Python analysis template

⚙️ Project setup

This repository follows a standard setup I use for data science projects, which includes:

A research compendium layout, including a local Python package (see File Structure).
Visual Studio Code (VSC) as the preferred IDE, with recommended extensions.
A VS Code Dev Container, powered by Docker, as a reproducible development environment (using a Debian image).
pre-commit to manage git hooks.
Python tooling:
- Black for code formatting (pre-commit and VSC extension). In addition, I mostly follow the Google style guide.
- Ruff (pre-commit and VSC extension) for linting.
- mypy for type checking (VSC extension).
- uv to compile requirements.
- pdoc to generate API documentation (including a pre-commit hook for generating a local documentation). Python docstrings are written following the Google docstring format and with the help of the autoDocstring VSC extension.
- pytest for testing, with doctest enabled.
- Automatic versioning of the local package from git tags via setuptools_scm, following semantic versioning.
SQLFluff as a formatter and linter for SQL files (pre-commit and VSC extension).
prettier (VSC extension) as a formatter for YAML, JSON and Markdown files.
markdownlint (VSC extension) as a linter for Markdown files.
Taplo (VSC extension) as a formatter for TOML files.
shfmt (VSC extension) as a formatter for shell scripts.
SonarLint (VSC extension) as an additional multi-language linter.
typos (VSC extension) as a code spell checker.
A Makefile to provide an interface to common tasks (see Make commands).
Conventional commit messages (enforced by pre-commit).

🗂️ File structure

.
├── analysis/                  # Analysis scripts and notebooks
├── data/                      # Data files (usually git ignored)
├── docs/                      # API documentation (git ignored)
├── results/                   # Output files: figures, tables, etc. (git ignored)
├── scripts/                   # Utility scripts (e.g. env setup)
├── src/                       # Local Python package
│   ├── __init__.py
│   └── config.py              # Configs, constants, settings
├── tests/                     # Unit tests for src/
│   └── test_*.py
├── .devcontainer/             # VS Code Dev container setup
├── .vscode/                   # VS Code settings and extensions
├── Dockerfile                 # Dockerfile used for dev container
├── Makefile                   # Utility commands (docs, env, versioning)
├── pyproject.toml             # Configs for package, tools (Ruff, mypy, etc.) and direct deps
├── requirements.txt           # Pinned dependencies (generated)
├── taplo.toml                 # Configs for TOML formatter
├── .editorconfig              # Configs for Shell formatter
├── .pre-commit-config.yaml    # Configs for pre-commit
├── .sqlfluff                  # Configs for SQLFluff

🐳 Development environment

The preferred development environment for this project is a VS Code Dev Container, which provides a consistent and reproducible setup using Docker.
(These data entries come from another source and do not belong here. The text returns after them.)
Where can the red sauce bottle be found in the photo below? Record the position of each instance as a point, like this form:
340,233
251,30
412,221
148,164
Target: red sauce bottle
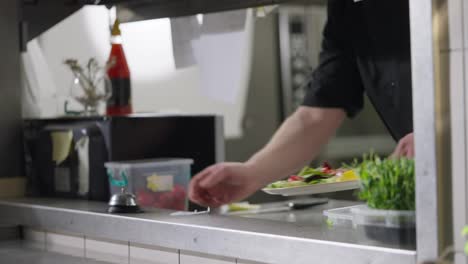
120,102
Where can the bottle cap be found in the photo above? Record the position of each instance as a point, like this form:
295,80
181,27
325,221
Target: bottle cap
116,28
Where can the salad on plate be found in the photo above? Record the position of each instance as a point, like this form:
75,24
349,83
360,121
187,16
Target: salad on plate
311,176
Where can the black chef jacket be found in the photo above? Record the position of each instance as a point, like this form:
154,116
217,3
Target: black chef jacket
366,49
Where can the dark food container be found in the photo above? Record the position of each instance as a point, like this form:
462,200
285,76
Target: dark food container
387,226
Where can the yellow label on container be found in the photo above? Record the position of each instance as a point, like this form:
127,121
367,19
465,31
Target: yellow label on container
160,183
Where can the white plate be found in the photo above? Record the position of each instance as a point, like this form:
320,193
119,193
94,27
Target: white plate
314,188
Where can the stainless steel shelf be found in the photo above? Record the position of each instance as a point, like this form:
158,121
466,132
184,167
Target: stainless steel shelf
271,240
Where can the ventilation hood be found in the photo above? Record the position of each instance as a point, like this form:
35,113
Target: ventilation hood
40,15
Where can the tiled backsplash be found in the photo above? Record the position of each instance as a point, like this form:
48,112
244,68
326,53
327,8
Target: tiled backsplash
116,251
107,250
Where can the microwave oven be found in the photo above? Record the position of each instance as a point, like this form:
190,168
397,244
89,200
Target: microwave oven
65,157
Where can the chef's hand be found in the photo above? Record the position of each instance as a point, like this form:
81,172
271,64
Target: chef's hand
405,147
222,184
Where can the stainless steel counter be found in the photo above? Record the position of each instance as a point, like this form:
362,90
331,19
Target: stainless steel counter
288,237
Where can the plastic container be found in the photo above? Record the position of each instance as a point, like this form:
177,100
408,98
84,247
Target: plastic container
387,226
158,183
Install and launch Docker.
Install and open the project in VS Code.
Open the container by using the command palette in VS Code (Ctrl + Shift + P) to search for "Dev Containers: Open Folder in Container...".
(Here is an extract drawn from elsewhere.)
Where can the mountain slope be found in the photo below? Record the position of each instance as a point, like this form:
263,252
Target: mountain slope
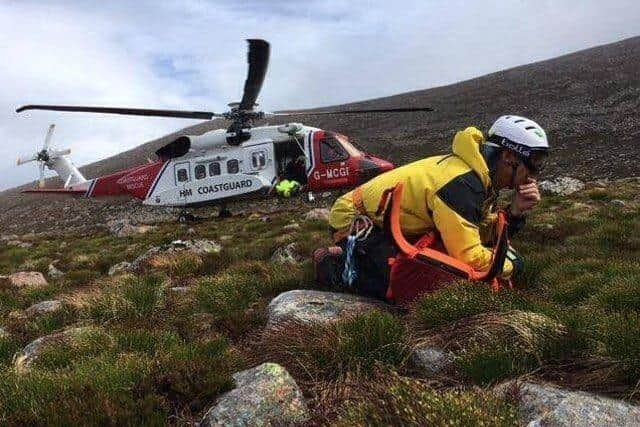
587,101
The dependencies specified in requirements.txt are automatically installed in the container and the local package is available in editable mode. If needed, the container can be rebuilt by searching for "Dev Containers: Rebuild Container...".

For more details regarding Dev Containers, or alternative environment setups (venv, Conda, etc.), please refer to DEVELOPMENT.md.
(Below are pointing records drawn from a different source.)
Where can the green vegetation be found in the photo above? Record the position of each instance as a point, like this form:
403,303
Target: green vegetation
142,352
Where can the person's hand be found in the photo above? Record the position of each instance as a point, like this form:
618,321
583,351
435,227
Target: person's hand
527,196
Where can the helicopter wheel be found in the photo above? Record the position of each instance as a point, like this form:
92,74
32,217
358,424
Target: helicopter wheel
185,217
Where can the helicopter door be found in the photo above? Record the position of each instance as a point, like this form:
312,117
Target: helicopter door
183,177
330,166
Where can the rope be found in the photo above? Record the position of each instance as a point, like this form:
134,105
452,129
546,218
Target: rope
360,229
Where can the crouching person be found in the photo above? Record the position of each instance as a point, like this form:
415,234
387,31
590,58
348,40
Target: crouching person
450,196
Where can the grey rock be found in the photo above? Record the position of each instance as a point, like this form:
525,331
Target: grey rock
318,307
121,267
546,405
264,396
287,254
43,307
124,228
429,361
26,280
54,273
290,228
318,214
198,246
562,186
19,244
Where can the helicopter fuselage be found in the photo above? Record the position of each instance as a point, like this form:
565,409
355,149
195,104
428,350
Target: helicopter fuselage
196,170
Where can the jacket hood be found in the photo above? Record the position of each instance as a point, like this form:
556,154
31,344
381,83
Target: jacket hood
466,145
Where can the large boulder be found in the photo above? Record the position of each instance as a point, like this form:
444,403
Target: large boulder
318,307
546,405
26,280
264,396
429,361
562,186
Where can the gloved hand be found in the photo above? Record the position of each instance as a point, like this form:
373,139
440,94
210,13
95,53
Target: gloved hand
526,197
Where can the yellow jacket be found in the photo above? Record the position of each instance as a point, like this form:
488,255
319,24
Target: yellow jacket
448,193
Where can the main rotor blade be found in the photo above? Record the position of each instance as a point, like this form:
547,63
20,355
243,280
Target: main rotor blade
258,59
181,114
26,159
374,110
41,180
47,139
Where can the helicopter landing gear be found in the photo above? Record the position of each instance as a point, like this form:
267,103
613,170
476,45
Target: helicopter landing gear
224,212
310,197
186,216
Regardless of the environment, install Git hooks after setup with pre-commit install to ensure the code is automatically linted and formatted on commit.

📦 Managing requirements

Requirements are managed with:

pyproject.toml to list direct dependencies of the src package and development dependencies (e.g. for the analysis).
requirements.txt to pin all dependencies (direct and indirect). This file is automatically generated with uv and is used to fully recreate the environment.

⚠️ The local package (src) is not included in requirements.txt, so installation is a two-step process.

Workflow

Initial setup or adding new direct dependencies:
1. Add dependencies to pyproject.toml.
2. Run make reqs to compile requirements.txt.
Upgrading packages: compile new requirements with uv pip compile pyproject.toml -o requirements.txt --all-extras --upgrade, then make deps.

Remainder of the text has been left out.